Sunday, January 31, 2010

Review of John Brooks' Once in Golconda: A True Drama of Wall Street 1920-1938

"In April [1930] the Dow Jones industrials touched a point 50 percent above the November low; no one could know that it was a point they would not touch again until 1954."

That's a quote from Once in Golconda: A True Drama of Wall Street 1920-1938; a Roaring 20s through Great Depression tale that is strictly about Wall Street, primarily the New York Stock Exchange (NYSE).

One thing that hasn't changed since the 1930s is desperate, pathetic attempts to prop up an overvalued stock market. Short selling bans are tried in every market crash, always without success.

I actually like the 1930s version better - on Black Thursday, NYSE President Richard Whitney personally walked the floor making above-market bids for 10,000 shares of US Steel and other industrial heavies. Much better than waking up Monday morning to a Federal Reserve intervention with my money.

For all his power and influence, Whitney was a rube and blew millions of dollars throughout his career buying what we today would call penny stocks. The result was that for most of his tenure at the NYSE, Whitney was insolvent and owed large sums including $500,000 to J.P. Morgan - a 90-day unsecured loan that was quietly renewed for years. It's naive of the author, John Brooks, not to observe that this was a bribe.
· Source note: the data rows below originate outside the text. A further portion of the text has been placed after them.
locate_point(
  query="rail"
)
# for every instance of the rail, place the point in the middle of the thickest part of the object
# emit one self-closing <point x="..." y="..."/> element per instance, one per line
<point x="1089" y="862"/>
And for all the talk of what a great financial journalist John Brooks is, it's pretty astonishing that the book doesn't contain a single valuation ratio - not even a P/E - to put the market gyrations in context. Even though Whitney is the central character, and his financial ruin revolves around buying overpriced stocks, there are no specifics!

Review: 2/5

P.S. Since it's under $20, I may pick up a copy of Brooks' The Go-Go Years: The Drama and Crashing Finale of Wall Street's Bullish 60s.